Capace di intercettare i meravigliosi pensieri che nascono nelle teste dei giovani.
Il richiamo dell’Egeo
Il mio amore per la Grecia cominciò grazie a questo film, forse era già dentro di me ma il film lo fece letteralmente esplodere. Posso dirvi tranquillamente che è il film che ho visto più volte in vita mia, prima di ogni partenza, dopo ogni ritorno. Per le isole Cicladi e dalle isole Ioniche, per le Sporadi e dal Dodecanneso, per Rodi e da Kastellorizo.

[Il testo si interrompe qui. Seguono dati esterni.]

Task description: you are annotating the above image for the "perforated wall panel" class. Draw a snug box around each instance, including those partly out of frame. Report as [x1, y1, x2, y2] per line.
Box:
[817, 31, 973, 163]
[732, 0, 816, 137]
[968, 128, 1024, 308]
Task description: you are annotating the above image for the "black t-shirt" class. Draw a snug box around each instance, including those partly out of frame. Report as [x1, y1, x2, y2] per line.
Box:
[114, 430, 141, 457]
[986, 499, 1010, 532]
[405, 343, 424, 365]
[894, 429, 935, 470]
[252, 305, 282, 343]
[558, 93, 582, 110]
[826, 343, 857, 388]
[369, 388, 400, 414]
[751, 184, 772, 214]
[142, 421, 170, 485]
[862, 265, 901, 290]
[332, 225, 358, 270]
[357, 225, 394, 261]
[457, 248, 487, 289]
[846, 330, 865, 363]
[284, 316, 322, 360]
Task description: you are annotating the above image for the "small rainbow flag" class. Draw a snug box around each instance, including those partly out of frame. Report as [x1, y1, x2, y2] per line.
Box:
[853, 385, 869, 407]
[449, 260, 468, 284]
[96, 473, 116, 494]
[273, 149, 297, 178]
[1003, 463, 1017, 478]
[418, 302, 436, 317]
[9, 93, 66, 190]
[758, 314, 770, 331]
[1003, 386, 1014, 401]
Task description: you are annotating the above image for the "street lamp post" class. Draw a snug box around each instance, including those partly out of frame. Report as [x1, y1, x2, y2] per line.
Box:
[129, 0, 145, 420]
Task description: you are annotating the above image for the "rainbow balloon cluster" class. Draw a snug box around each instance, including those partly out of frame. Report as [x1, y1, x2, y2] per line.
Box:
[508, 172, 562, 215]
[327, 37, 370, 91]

E che la Grecia in senso lato e le isole in particolare sono diventate il mio viaggio, il mio bisogno di sud più frequente: l’amore per certi luoghi ai tempi di traghetti, rotte a caso, zaino e sacco a pelo è rimasto lo stesso di oggi che li raggiungo o li rivivo coi charter, la famiglia e i Resort. Ogni due, tre anni massimo, questo bisogno diventa urgente, diventa prezioso, come l’acqua.


Quelle precise sensazioni
Devo sentire il sapore del polpo sulla brace, delle olive greche, dell’insalata greca seguita dal bicchiere di ouzo gelato, devo aprire ancora per un’estate le pentole a caso nelle taverne per trovare la migliore moussaka di melanzane possibile, o lo spiedino condito con lo tzatziki o il pesce arrosto accompagnato dalla crema di fave. Devo vedere e rivedere quella luce, quei colori netti, quel bianco e quel blu che in nessun posto del mondo mi appaiono così definiti. Devo farmi abbracciare dal sale e dal vento, svegliarmi con lo yogurt e il miele, guardare il mare per ore da una seggiola, finire le giornate in una taverna senza insegna. Devo partire per mare con una barchetta, trovare la baia vuota, vedere negli occhi delle mie figlie le emozioni che provai la prima volta nell’estate del ’92.
Devo capire a fondo l’isola scelta, a volte selvaggia, a volte mondana, a volte famosa e a volte nascosta, sia essa Amorgos, Patmos, Paros, Lefkada, Alonissos, Santorini o quella che devo ancora visitare. Devo capire i suoi confini, le sue persone, il rapporto che hanno col mare, con gli olivi, con le campane, con le reti da pesca, col tempo.
Devo trovare il monastero arrampicato sulla roccia, il cratere profondo del vulcano, la salita dell’acropoli, le sagome dei mulini a vento, il kastro costruito a difesa dei pirati, la chora più abbagliante che esiste, le spiagge in fondo agli scalini, le isolette dove hanno girato altri film.
Una specie di dono
“Mediterraneo” mi ha dato tutto questo, tutte queste motivazioni, tutte queste opportunità di godermi le bellezze di un paesaggio eterno e spirituale. Mi ha fatto amare il concetto stesso di isola, me ne ha fatte girare tante, nell’Egeo come Ulisse o altrove nel mondo. Mi ha fatto chiedere all’oste di una taverna di Olimpos, il paesino nel nord selvaggio di Karpathos, di mettere la musicassetta della colonna sonora mentre ci mangiavamo alici fritte e peperoni ripieni guardando i mulini abbandonati. Mi ha fatto capire Mykonos oltre le discoteche. Mi ha fatto diventare amico di pope e pescatori, cuoche e marinai, nonne e bambini e ovviamente di “moderni” filosofi greci. Per me è stato davvero un dono.
Grazie alla Grecia sono stato bene anche in isole caraibiche, italiane, esotiche, nordiche. Ma quella sensazione di attraversare un mare e sentirmi in qualsiasi isola come in una nuova casa l’ho imparata là, sotto un tempio, sotto un ulivo, sotto il sole dell’Egeo.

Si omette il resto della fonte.